ISO 640 Shadow Noise Comparison (click through twice for larger version)
ISO 160 Shadow Noise Comparison (click through twice for larger version)
ISO 640 Color Noise Comparison (click through twice for larger version). The colors are shifted a tad, but the noise we're concerned about is noticeably less in the normalize version on the right.
Because we’ve overexposed during capture, commonly called Expose To The Right (ETTR), we effectively shifted our data up toward the upper areas of the tonal range, where sensors record more information. As a result we don’t have a true black on our normalized histogram, so we can fiddle with the black setting or tone curve to bring some black tones back in. How much really depends on how high or low key your subject matter is, and you’ll probably have to do adjust this on a case by case basis.

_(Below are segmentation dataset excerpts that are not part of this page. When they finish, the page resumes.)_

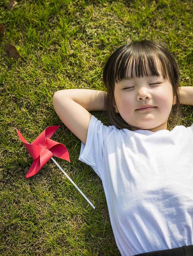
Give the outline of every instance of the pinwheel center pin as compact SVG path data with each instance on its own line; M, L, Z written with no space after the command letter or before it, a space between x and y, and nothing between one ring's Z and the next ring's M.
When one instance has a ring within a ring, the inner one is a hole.
M70 162L68 152L64 145L50 139L59 126L60 126L55 125L47 127L31 144L16 129L19 139L34 159L32 164L25 175L25 178L26 179L37 173L48 161L51 159L91 206L95 209L92 204L52 157L54 156Z

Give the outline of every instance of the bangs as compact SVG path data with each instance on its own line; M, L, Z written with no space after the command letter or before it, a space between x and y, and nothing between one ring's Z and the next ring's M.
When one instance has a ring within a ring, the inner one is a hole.
M168 62L162 52L158 52L155 49L152 47L150 49L146 46L134 46L135 47L133 49L123 51L117 56L114 66L114 78L117 83L128 76L133 78L160 76L161 75L164 79L168 79L166 67L168 67Z

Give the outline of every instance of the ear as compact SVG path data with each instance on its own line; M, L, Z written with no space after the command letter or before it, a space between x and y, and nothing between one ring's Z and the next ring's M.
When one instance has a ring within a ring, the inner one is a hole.
M174 95L174 100L173 101L173 105L175 105L175 104L176 103L176 97L175 95Z
M117 113L117 114L118 114L119 113L119 111L118 110L117 107L117 105L116 105L116 103L115 103L115 100L114 99L113 100L112 105L115 109L115 112Z

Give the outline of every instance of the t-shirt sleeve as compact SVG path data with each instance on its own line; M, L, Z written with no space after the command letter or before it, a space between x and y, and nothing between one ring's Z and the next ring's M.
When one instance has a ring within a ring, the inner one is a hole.
M111 126L104 125L94 116L90 122L86 145L82 143L79 158L90 165L101 179L98 171L103 160L105 142Z

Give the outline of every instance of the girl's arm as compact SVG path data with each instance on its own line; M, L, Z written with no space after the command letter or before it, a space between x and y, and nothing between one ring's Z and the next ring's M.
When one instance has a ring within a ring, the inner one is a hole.
M89 111L104 110L105 92L84 89L56 92L53 98L55 111L66 126L86 143L92 117Z
M193 86L183 86L180 87L181 104L193 105Z

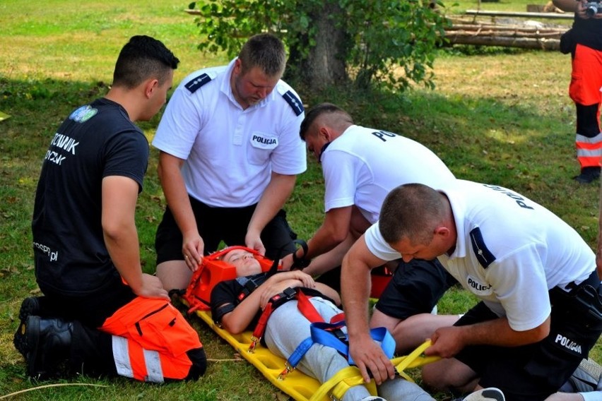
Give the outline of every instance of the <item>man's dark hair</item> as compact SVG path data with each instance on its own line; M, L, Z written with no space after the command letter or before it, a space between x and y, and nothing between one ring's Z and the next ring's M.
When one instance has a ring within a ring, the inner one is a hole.
M307 112L305 118L301 122L301 126L299 128L299 136L301 137L301 140L305 140L307 130L309 129L316 119L322 115L334 114L338 114L338 116L342 118L345 122L350 124L353 124L353 119L351 118L351 116L338 106L332 103L320 103Z
M286 51L282 41L269 33L252 36L238 54L242 73L259 67L268 77L281 76L286 66Z
M407 238L413 244L427 244L445 215L445 196L423 184L394 188L384 198L379 230L389 245Z
M113 85L132 89L148 78L156 78L163 85L178 63L161 42L146 35L132 36L117 57Z

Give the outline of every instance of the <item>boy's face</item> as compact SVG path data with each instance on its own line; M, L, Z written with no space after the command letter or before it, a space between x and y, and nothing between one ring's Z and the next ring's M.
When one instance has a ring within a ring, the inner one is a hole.
M235 249L226 253L222 260L236 268L237 277L244 277L261 273L261 265L251 252Z

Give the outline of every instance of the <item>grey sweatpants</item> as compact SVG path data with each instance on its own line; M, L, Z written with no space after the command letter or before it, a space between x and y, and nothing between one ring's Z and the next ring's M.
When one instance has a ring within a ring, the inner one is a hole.
M342 311L332 302L321 298L314 297L309 300L324 321L330 321L332 316ZM297 309L297 301L284 304L272 313L268 321L265 333L268 348L274 354L288 359L301 342L310 336L309 324L309 321ZM321 383L348 366L347 359L334 348L314 344L297 369ZM390 401L435 401L418 385L401 378L386 381L379 386L378 393ZM365 386L356 385L345 393L343 401L358 401L370 395Z

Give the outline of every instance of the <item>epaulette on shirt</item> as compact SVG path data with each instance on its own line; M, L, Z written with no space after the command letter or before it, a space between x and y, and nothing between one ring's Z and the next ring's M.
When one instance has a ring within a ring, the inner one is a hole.
M190 91L191 93L194 93L197 89L208 83L212 79L216 78L215 74L209 75L208 73L203 73L200 76L194 78L187 83L184 86Z
M305 109L303 108L303 103L301 102L301 100L297 97L292 90L287 90L285 86L282 86L278 88L278 92L282 95L282 97L284 97L284 100L286 100L286 102L293 109L293 112L295 116L298 116L305 111Z
M480 228L476 227L471 230L471 243L473 245L473 251L483 268L486 269L489 265L495 261L495 256L485 244Z

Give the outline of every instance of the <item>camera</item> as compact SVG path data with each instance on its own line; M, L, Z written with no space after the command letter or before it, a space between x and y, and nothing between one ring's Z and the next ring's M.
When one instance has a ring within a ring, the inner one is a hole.
M585 4L585 15L593 17L595 14L602 13L602 4L599 1L588 1Z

For those of you who shoot primarily for highlight details and don’t give two flips about shadow detail or overall range, these tests may not matter much. Since the camera is inherently underexposing a bit, you’re in no danger of clipping your highlight detail. But for people who want to exploit their sensor’s maximum dynamic range, have less noise, smoother shadow gradients and more shadow detail, knowing your camera’s true RAW capture exposures will help.
What are you thoughts on this? Can you think of other tests we should run or ways these results could be useful?